After six months of that, but not
because
of that, the nightmares had pretty much stopped (Mom backed me up there, she’d been listening for the screaming every night) and life was back to some kind of normal.

Mom wrapped me up in a giant hug. I was freaked out enough that I let her. We rocked back and forth for a few minutes, in the same way Mom had always done for me since I was a kid, and pretty soon I really did feel better. She finished up in the traditional way, by planting a kiss on top of my head and ruffling my hair. I scowled in the now-traditional response, and everything was good with the world once again.

“It’s still early, honey. Are you gonna go back to bed for a while?”

I scooped up my iPhone and hit up the clock. 6:30. “Nah, I’m good. Think I’ll watch a little TV.”

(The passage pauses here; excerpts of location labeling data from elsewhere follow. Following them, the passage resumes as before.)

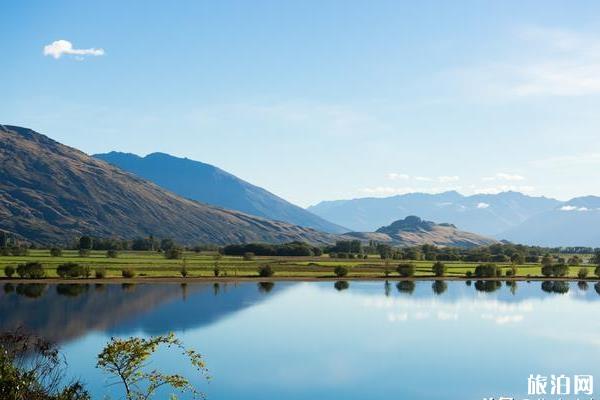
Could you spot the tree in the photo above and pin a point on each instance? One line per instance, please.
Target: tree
(9, 271)
(439, 287)
(127, 359)
(517, 258)
(112, 253)
(86, 243)
(406, 269)
(55, 252)
(173, 253)
(32, 369)
(547, 260)
(439, 269)
(340, 271)
(265, 271)
(31, 270)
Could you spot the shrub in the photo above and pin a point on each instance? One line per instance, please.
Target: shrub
(128, 273)
(72, 270)
(32, 270)
(183, 271)
(9, 271)
(340, 271)
(84, 252)
(486, 270)
(407, 269)
(19, 251)
(439, 269)
(112, 253)
(265, 271)
(173, 253)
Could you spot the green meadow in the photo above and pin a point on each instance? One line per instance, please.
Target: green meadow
(203, 265)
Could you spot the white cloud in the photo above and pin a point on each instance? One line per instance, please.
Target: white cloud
(394, 176)
(503, 176)
(59, 47)
(573, 208)
(446, 179)
(503, 188)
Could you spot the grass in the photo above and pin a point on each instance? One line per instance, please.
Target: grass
(154, 264)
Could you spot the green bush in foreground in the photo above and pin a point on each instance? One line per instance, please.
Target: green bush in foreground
(406, 270)
(73, 270)
(439, 269)
(265, 271)
(32, 270)
(486, 271)
(340, 271)
(9, 271)
(128, 273)
(112, 253)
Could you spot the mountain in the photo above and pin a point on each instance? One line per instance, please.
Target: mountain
(51, 193)
(413, 231)
(574, 223)
(487, 214)
(211, 185)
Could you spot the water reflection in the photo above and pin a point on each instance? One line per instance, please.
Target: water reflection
(406, 287)
(308, 341)
(560, 287)
(265, 287)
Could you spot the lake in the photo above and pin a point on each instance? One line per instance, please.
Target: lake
(326, 340)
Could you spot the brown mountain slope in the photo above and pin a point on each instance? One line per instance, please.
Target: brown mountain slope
(51, 193)
(413, 231)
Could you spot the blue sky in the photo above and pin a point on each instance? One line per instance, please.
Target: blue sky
(320, 100)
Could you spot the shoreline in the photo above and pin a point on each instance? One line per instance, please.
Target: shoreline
(229, 279)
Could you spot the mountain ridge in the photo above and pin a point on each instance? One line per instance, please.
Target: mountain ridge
(412, 231)
(209, 184)
(52, 193)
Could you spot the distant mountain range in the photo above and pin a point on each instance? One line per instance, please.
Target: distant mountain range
(208, 184)
(51, 193)
(413, 231)
(510, 215)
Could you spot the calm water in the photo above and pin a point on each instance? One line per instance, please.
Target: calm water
(356, 340)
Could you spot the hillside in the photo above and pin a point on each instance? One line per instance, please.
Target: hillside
(575, 223)
(413, 231)
(208, 184)
(486, 214)
(51, 193)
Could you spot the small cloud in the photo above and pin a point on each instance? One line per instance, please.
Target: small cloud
(446, 179)
(504, 188)
(573, 208)
(502, 176)
(59, 47)
(396, 177)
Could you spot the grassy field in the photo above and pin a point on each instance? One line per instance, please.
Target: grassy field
(153, 264)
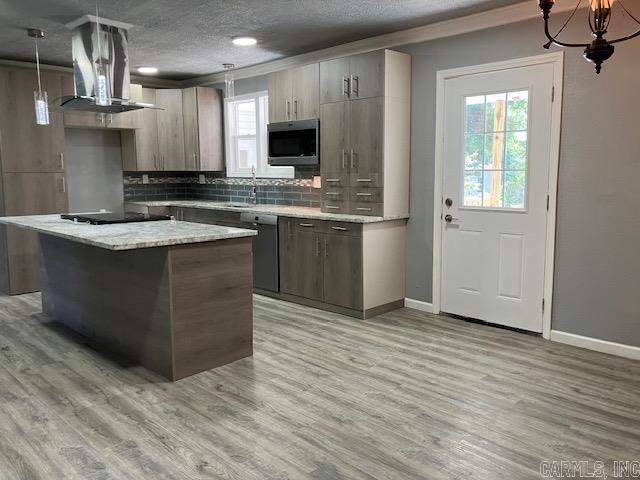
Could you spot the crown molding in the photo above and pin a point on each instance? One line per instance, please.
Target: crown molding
(457, 26)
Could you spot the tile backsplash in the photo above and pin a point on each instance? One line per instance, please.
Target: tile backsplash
(297, 191)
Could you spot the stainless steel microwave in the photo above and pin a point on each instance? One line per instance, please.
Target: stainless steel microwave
(294, 143)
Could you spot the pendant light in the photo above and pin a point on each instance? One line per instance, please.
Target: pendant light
(229, 81)
(40, 98)
(101, 73)
(600, 49)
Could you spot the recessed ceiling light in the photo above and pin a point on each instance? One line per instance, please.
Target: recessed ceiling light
(244, 41)
(147, 70)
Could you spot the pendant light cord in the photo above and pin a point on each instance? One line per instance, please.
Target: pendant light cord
(38, 68)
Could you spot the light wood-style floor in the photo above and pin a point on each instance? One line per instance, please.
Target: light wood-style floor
(402, 396)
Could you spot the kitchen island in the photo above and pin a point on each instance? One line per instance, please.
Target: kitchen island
(174, 297)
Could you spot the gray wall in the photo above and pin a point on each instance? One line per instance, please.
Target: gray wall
(597, 276)
(94, 170)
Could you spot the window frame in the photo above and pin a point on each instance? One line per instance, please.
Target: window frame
(263, 169)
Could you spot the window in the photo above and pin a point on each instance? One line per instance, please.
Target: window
(246, 119)
(495, 150)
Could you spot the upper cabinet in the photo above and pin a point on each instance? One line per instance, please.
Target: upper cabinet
(184, 134)
(202, 111)
(294, 94)
(365, 141)
(25, 146)
(352, 78)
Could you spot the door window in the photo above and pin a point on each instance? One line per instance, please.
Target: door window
(495, 150)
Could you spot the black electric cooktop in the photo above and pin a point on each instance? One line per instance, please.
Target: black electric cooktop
(111, 218)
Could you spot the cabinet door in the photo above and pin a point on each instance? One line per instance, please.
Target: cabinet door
(367, 75)
(300, 260)
(334, 144)
(25, 146)
(306, 92)
(35, 193)
(334, 80)
(170, 130)
(280, 103)
(140, 146)
(343, 270)
(202, 111)
(367, 132)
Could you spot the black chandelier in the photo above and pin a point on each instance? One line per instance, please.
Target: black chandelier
(600, 49)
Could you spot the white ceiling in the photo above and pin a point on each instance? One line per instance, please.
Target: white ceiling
(188, 38)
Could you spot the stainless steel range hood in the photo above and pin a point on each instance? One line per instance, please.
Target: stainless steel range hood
(100, 67)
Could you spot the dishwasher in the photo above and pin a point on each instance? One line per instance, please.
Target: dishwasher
(266, 271)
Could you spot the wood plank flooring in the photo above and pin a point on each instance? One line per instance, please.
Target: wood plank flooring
(402, 396)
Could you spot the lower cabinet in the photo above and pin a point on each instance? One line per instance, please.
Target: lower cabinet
(322, 261)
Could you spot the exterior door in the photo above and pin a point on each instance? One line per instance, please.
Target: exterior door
(497, 140)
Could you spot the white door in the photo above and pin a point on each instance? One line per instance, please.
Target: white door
(497, 140)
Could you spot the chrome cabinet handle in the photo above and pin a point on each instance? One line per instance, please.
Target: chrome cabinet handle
(355, 85)
(346, 85)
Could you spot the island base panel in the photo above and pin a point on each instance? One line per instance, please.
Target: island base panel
(175, 310)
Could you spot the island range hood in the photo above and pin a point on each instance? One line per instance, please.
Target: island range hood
(100, 67)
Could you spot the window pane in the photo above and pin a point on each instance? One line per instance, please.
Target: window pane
(517, 110)
(495, 112)
(493, 151)
(474, 113)
(247, 152)
(516, 151)
(514, 189)
(246, 117)
(492, 188)
(473, 189)
(474, 147)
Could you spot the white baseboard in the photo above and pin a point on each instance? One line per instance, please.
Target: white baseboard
(418, 305)
(603, 346)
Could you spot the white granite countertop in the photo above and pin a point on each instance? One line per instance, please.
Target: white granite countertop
(279, 210)
(128, 236)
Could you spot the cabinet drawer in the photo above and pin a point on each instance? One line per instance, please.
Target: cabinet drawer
(329, 206)
(330, 180)
(335, 194)
(366, 180)
(365, 195)
(366, 208)
(293, 226)
(343, 228)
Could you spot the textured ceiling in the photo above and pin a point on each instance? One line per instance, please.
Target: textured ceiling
(187, 38)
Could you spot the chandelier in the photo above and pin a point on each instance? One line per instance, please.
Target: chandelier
(600, 49)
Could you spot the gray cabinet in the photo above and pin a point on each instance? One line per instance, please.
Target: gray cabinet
(170, 130)
(25, 146)
(350, 78)
(301, 260)
(294, 94)
(202, 112)
(351, 149)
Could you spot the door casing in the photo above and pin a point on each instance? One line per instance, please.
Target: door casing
(557, 60)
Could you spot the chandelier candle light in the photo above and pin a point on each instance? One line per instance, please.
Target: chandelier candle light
(40, 98)
(600, 49)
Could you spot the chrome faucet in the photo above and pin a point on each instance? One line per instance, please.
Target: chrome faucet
(253, 194)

“Alright, honey. Try and keep the noise down, okay?” Mom yawned and went off to catch another couple of hours. It wasn’t like she hadn’t earned the right; Mom worked her ass off all week long.

I threw in the
Empire Strikes Back
Blu-Ray and flopped down on the couch, keeping the sound down to a dull roar out of consideration to Mom.
Empire
has always been my go-to movie whenever I really needed to escape from reality for two hours and seven minutes, but for whatever reason, it just wasn’t doing it for me right now. We hadn’t even made it to the chase in the asteroid field before my brain was flashing back to the dream again.

One minute I was watching the
Millennium Falcon
dodging and weaving past the pursuing TIE Fighters like I’d done a hundred times before; the next, I was strapped back down to that operating table, with the crazed surgeon leaning across my body and ‘
hmm
-ing’ for all he was worth. Then I’d snap
back
to the movie again, but in no time at all, I’d feel the cold, sharp teeth of the bone-saw beginning to cut into the flesh of my chest, grating against my ribs.

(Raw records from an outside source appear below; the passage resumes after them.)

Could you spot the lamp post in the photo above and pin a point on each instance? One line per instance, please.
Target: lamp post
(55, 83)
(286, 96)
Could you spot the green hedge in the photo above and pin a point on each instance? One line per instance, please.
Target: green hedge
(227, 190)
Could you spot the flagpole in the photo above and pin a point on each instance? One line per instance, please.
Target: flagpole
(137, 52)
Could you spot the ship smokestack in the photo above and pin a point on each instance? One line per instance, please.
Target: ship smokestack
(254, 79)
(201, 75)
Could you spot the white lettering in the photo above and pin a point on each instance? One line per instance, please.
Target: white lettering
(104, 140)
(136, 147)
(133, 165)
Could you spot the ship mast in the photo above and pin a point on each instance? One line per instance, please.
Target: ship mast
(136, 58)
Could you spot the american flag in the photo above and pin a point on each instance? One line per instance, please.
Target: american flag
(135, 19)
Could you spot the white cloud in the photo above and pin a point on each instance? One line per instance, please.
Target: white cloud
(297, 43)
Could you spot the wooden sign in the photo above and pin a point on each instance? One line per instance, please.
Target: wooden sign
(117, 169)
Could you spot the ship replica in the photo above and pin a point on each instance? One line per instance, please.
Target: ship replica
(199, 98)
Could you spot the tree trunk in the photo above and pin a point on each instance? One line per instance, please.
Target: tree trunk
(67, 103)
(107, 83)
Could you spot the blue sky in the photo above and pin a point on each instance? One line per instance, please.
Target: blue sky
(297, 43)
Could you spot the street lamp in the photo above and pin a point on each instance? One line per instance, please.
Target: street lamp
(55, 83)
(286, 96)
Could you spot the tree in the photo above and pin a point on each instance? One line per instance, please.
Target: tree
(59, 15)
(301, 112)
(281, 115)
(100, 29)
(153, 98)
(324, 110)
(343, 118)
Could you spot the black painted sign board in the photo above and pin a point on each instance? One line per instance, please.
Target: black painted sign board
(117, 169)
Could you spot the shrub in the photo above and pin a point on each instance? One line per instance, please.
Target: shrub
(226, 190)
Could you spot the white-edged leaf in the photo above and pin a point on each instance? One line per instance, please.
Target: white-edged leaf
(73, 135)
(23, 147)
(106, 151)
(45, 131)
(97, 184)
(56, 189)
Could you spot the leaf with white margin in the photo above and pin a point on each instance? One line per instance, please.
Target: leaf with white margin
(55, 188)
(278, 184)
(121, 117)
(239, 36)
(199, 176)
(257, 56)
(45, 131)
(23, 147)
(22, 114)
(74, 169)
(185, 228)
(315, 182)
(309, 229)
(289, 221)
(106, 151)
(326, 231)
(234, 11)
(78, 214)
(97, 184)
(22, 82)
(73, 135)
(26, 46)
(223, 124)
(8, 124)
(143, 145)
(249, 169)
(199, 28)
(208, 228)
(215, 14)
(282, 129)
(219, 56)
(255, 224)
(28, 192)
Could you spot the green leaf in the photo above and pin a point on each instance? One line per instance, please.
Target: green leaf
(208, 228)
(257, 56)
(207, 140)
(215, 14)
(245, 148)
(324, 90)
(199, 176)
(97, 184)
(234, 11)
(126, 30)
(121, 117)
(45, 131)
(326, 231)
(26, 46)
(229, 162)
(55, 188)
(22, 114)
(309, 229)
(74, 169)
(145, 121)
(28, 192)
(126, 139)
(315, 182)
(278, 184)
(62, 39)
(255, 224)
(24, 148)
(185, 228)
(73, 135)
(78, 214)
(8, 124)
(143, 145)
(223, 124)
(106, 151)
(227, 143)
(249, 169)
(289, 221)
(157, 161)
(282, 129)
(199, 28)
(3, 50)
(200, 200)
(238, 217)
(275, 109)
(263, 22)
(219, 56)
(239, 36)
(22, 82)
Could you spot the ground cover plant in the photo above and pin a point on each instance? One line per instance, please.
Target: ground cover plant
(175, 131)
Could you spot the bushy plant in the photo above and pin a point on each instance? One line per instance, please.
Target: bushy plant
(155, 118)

The pain was weird. Having a maniac slicing his way through your muscle and bones should be agonizing, and it
was,
in its own strange way; but it seemed like I was watching the surgery from far away, as if it was a movie where I could sort of feel the pain, but it wasn’t actually happening to me. Somebody else was getting carved up like a turkey, and I was somehow experiencing it second-hand.

Then the
Falcon
was flying off in search of Han, and the end credits rolled. Bright sunlight was streaming in through the windows. I looked over at the clock and saw that it was already coming up on nine. I sighed. My head just wasn’t in the game today. I’d need to get my act together fast. There was shopping to be done, supplies to pick up. But first things first. A bowl of Cheerios and a glass of orange juice took care of the grouchiness that I could already feel coming on.

I shook my head like a dog drying itself after a bath, hopefully consigning thoughts of Long Brook Sanatorium to the back of my brain.